The election results were bound to produce some kind of backlash from the hardline establishment, and in fact they probably already have. As part of am early-March military exercise, Iran test fired a number of short- and medium-range ballistic missiles, in what is transparently an attempt by the Iranian military to antagonize the United States and other Western nations, and to show that they won’t back off of their ballistic missile program despite international calls for them to do so. Tehran officially insisted that the tests didn’t violate the JCPOA because they were conventionally armed missiles, which is accurate, but Iran’s ballistic missile program is the target of a whole separate UN resolution barring them from testing missiles that could carry nuclear payloads, so it’s still fair game in terms of sanctions. And, sure enough, in late March the US slapped targeted sanctions on people and firms allegedly involved in the missile program. Congress naturally wanted more than that, but the Obama administration was able to keep the response at a level that wouldn’t cause the Iranians to rethink the nuclear deal. The election may have been a vindication for the Obama administration’s policy of engagement with Tehran, but hardliners in Congress are as resistant to that sort of message as hardliners in the Iranian establishment can be.

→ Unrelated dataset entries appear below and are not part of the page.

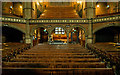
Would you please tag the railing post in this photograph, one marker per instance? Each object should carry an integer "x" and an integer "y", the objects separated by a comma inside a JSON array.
[
  {"x": 90, "y": 13},
  {"x": 27, "y": 10}
]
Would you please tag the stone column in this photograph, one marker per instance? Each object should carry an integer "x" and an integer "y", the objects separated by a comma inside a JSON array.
[
  {"x": 119, "y": 6},
  {"x": 67, "y": 37},
  {"x": 27, "y": 11},
  {"x": 90, "y": 13},
  {"x": 49, "y": 37},
  {"x": 78, "y": 36}
]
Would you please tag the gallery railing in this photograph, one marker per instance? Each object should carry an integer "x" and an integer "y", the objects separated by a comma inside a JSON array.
[{"x": 52, "y": 21}]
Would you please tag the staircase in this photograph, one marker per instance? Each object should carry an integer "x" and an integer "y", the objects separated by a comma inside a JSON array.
[{"x": 56, "y": 60}]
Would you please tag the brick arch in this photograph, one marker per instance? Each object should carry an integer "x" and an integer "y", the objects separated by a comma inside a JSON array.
[
  {"x": 106, "y": 25},
  {"x": 14, "y": 27},
  {"x": 79, "y": 27}
]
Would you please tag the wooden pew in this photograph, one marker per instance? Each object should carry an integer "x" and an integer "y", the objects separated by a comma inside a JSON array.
[
  {"x": 55, "y": 65},
  {"x": 57, "y": 71},
  {"x": 55, "y": 60}
]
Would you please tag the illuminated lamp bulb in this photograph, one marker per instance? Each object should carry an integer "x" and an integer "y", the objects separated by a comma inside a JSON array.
[
  {"x": 20, "y": 6},
  {"x": 98, "y": 6},
  {"x": 37, "y": 3}
]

So that’s Iran. I didn’t mention Iran’s continued involvement in Syria, because we already talked about Syria, and Iran’s support for Assad has clearly taken a back seat to Russia’s in terms of importance to the course of the war. I also didn’t get into the ongoing Iran-Saudi tensions, which just caused Jordan to recall its ambassador to Tehran due to Iran’s interference in the affairs of neighboring countries (the Saudis, of course, are utterly blameless in this regard). But as this is already really long, and we can cover Iran-Saudi tensions in a later post on Saudi Arabic, I figure we’ll leave that issue aside for now.